女の子と一緒に寝て、ぐっすりと快眠できたことなど一度もなかった。眠りが浅いと寝返りをたくさん打つ習性があり、そっぽを向こうもんなら、「どうしてそっち向いて寝るの?」などと思われるのではないかと思って、寝返りを打つのを躊躇してしまう。そっぽを向いたら向いたで、せっかく2人で寝てるので、触れていたい願望が募り、しがみつくように寝ると、それはそれで触れているという感覚センサーで眠りを浅くさせる。どっちにしろ寝返りを打ちたくなってまた背中をむける。
そんなことを繰り返すと翌朝、眠すぎて疲れているということがよくあった。

しかし彼女とは違った。彼女はいい意味でもう寝なさいと僕になにも構わないのだ。触れていようが、背中を向けようが、構わずに寝ている。その顔はいつ見ても同じ寝顔で幸せそうだった。気付いたら翌朝の6時半で、夜一度も起きることはなかった。このことは、自分1人で寝ることよりも快眠だったことを意味した。自由に寝返りを打てる1人よりも、彼女と同じ布団で寝た方がよく眠れたのだ。僕は少し驚いて、彼女にしがみついて二度寝をした。

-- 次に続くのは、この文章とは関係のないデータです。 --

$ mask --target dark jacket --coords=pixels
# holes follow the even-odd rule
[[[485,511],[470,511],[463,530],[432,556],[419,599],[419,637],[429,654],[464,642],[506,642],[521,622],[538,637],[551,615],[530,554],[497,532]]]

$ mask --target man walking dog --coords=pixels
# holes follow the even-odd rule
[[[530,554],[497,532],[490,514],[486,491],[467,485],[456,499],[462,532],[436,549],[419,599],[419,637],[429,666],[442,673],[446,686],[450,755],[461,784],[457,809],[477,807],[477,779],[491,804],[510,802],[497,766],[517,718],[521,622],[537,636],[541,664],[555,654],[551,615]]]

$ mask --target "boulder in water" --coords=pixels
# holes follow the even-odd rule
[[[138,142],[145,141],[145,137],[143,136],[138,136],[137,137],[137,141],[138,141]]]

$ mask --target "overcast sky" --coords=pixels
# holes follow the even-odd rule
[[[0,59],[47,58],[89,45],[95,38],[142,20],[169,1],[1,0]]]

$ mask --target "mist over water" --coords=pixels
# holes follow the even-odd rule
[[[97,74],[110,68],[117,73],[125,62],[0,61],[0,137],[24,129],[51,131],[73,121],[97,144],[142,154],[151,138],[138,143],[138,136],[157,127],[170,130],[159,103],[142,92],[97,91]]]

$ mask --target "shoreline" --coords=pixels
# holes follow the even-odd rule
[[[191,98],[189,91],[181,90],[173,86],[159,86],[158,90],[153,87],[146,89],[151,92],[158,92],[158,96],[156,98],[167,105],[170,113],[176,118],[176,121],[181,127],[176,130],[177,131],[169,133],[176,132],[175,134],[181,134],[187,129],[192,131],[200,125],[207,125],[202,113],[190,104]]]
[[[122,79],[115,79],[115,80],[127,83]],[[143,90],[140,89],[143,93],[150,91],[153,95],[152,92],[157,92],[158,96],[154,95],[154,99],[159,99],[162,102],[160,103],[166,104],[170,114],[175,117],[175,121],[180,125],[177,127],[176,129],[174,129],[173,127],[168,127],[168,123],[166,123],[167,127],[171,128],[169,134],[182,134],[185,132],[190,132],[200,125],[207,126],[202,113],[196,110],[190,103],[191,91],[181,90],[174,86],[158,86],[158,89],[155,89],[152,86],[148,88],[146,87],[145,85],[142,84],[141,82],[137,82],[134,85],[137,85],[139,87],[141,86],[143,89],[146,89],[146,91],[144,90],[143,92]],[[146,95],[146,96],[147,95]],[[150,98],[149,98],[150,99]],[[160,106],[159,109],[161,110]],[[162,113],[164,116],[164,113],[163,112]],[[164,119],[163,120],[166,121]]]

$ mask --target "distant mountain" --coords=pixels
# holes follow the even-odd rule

この日は彼女が料理をつくってくれていた。ひき肉とナスときのこの炒め物、豚バラとお野菜がたくさん入ったお味噌汁。仕事で疲れているのに関わらず、疲れた素振りをいっさい見せずにつくってくれた。野菜がたくさんで凄く美味しくて、おかわりをした。ぶどう狩りに行きたいと言っていたのを聞いてたからか、シャインマスカットを買ってきてくれていた。その緑色はすごく輝いていて、優しさの分キラキラしていた。暑い秋だけれど、このシャインマスカットがこの季節に彼女と過ごした証になって、嬉しかった。仕事柄頻繁に会えるわけではないから。

9月がもう終わる。彼女と出逢った初夏から秋めいてようやく、季節が移りゆくのを感じている。中秋の名月らしいけれど、曇りがかっていて月灯だけを感じている。

「こっちの空は月よく見えないよ」

付き合った日に2人で見た満月を思い出して、夏の終わりと、秋の始まりを僕は迎える。